When Group 91 won the Temple Bar Framework Plan competition in 1992, their commission was to make the new public spaces and the new street proposed in their entry: what would become Curved Street, Temple Bar Square and Meeting House Square. Their plan was a strategic one, not proposing a specific building or usage but looking at public space, thoroughfares and stitching the area back together so that it might come alive. Group 91 – Grafton Architects, O’Donnell and Tuomey, Shay Cleary Architects, Derek Tynan Architects, Paul Keogh Architects, McCullough Mulvin Architects, Shane O’Toole with Michael Kelly, and McGarry Ní Eanaigh – took an approach of making the public spaces by forming the buildings around them, as well as designing the paving, street furniture and other elements we associate with a street or square. The projects were divided up to so that each building or space went to one practice, ultimately credited as ‘Group 91/[Practice]’.

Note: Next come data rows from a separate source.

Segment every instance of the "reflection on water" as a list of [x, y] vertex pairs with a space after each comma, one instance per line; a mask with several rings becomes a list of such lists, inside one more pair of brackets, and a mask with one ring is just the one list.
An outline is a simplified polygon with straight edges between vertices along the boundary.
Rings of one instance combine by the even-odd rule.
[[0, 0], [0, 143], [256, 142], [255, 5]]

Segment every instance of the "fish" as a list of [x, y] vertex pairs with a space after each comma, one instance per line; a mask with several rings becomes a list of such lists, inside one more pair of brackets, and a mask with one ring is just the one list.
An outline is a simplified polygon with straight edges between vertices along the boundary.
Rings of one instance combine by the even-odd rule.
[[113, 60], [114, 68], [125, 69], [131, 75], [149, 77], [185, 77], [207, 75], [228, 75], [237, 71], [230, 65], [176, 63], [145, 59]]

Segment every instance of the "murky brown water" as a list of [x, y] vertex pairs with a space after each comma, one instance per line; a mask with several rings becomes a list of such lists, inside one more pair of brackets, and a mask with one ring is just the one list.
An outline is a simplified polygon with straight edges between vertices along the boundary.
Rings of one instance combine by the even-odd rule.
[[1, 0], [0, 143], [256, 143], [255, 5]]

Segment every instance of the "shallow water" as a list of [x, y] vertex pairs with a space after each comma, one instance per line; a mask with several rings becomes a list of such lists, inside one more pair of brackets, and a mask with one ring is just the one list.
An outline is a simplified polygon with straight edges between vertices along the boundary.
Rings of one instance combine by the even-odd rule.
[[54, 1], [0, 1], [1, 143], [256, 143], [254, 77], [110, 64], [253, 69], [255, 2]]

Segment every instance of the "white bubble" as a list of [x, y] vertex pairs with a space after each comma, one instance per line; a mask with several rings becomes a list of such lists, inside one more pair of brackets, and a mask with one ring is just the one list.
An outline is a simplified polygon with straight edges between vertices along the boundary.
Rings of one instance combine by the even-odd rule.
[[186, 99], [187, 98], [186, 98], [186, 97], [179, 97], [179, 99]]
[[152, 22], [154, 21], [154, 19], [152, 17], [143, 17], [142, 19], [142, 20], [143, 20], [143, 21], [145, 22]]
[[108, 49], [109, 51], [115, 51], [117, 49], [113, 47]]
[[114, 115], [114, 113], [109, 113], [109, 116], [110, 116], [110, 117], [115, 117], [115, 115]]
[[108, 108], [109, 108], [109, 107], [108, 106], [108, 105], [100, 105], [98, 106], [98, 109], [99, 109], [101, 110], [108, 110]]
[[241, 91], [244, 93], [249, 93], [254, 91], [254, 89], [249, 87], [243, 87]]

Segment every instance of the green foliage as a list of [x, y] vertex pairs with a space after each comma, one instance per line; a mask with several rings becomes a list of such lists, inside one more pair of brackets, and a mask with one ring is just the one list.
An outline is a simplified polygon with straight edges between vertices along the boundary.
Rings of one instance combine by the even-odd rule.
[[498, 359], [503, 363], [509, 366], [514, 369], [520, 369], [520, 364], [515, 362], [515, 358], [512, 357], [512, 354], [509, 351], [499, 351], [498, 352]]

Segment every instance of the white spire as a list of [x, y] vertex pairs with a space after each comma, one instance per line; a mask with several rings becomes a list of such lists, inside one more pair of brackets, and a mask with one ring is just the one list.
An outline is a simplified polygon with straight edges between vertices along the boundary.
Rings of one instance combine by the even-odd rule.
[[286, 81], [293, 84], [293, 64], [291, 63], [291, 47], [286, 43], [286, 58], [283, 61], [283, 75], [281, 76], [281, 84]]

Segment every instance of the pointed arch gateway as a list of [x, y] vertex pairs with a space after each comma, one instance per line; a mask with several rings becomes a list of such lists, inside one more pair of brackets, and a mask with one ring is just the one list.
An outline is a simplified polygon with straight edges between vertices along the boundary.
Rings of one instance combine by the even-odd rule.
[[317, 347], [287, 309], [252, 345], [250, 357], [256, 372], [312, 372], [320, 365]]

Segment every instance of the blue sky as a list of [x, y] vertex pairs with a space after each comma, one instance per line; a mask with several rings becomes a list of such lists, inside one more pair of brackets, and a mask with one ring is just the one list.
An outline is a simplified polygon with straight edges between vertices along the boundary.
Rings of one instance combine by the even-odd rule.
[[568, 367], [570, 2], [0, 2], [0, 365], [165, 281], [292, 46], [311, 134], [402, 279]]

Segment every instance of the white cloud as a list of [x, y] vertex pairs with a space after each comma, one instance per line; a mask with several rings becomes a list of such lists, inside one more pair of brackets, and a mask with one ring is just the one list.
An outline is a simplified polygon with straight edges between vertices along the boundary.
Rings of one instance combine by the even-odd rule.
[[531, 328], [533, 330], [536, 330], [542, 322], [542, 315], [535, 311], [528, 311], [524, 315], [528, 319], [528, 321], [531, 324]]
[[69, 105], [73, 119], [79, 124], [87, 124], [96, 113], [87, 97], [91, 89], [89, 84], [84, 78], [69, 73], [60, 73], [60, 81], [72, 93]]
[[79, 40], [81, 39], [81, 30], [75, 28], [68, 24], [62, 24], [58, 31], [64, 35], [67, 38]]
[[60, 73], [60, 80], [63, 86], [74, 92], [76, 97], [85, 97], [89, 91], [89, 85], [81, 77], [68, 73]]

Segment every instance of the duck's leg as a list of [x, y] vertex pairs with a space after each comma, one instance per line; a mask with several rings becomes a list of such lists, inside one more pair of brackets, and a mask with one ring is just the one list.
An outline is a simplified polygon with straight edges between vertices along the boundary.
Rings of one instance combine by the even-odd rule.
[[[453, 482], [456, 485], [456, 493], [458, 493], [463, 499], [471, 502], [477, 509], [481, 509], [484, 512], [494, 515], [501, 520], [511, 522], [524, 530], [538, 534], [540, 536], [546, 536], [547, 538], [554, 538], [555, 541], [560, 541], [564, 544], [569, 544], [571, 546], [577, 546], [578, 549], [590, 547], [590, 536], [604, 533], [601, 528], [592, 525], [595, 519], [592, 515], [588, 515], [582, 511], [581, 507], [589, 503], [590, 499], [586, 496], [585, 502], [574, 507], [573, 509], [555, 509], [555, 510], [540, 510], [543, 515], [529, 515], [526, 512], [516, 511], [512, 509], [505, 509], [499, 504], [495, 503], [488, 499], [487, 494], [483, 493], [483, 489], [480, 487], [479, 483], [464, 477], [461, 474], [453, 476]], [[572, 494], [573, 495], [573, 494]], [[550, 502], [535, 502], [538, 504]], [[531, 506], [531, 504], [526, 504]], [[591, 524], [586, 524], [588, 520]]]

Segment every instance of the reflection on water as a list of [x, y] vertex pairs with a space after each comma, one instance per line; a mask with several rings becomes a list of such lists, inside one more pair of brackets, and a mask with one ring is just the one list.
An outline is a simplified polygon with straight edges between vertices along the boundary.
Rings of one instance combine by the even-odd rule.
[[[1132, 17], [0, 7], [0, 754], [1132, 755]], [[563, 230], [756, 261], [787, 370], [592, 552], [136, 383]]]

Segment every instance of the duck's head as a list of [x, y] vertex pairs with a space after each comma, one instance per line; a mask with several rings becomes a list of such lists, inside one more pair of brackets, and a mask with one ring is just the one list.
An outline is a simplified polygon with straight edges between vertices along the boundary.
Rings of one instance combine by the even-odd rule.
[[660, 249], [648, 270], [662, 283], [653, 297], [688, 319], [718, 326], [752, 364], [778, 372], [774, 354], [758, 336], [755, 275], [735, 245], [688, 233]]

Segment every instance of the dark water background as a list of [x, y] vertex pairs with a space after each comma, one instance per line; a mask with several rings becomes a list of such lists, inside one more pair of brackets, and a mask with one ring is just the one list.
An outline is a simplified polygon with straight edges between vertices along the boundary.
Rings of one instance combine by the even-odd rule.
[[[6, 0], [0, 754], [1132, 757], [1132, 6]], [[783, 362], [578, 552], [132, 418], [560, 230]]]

Grafton Architects worked on Temple Bar Square, including the building that forms its backdrop. The building (completed in 1995) contains housing on upper levels and a series of ground-floor retail units On the Fownes Street side, it’s held in a steel frame, 12-foot-deep and clipped onto the gable of the Bad Ass Cafe, while at the far end, it turns the corner as a brick building. Courtyard access to the housing is screened by a steel gate and grille, and a steel bar passing across the centre section mediates the change in height as if there’s only one jump
The architects make reference to steel fold-down fire stairs in New York, and that’s a good analogy for the building itself: it’s pragmatic, somewhat industrial in its aesthetic, and very definitely urban. As well as the steel, there’s glazing and also engineering brick, which is tough and chosen (by their account) for “its likeness to metal”. The square itself uses the slope of the site to its advantage by introducing three steps, giving it a presence apart from the footpath and allowing an informal space to sit or gather on the steps.
I interviewed Grafton Architects about Temple Bar last year, and one of my favourite comments was this one, from Shelley McNamara:
“[…] I remember being in the corner café that was Trastevere, I don’t know what it was at the time, and having my dinner there and watching people getting sick all over the seat and selling drugs, and dogs, and people stole the litter bins and people climbed the lights…it was just unbelievable, you just could not believe how the space was appropriated by city. We all thought we knew what cities were about, but when you actually observed it, it was extraordinary, it really was.“
It’s hard to have a discussion about architecture in Temple Bar without getting into the issue of nightlife, but the architects had no influence on the licensing or business decisions. Instead, the disappointment to me in visiting this project now is watching what was intended as a public square getting carved up for private use, fenced off by cafés and restaurants. Temple Bar isn’t about public space and there are more egregious demonstrations of this, but it’s still a pity.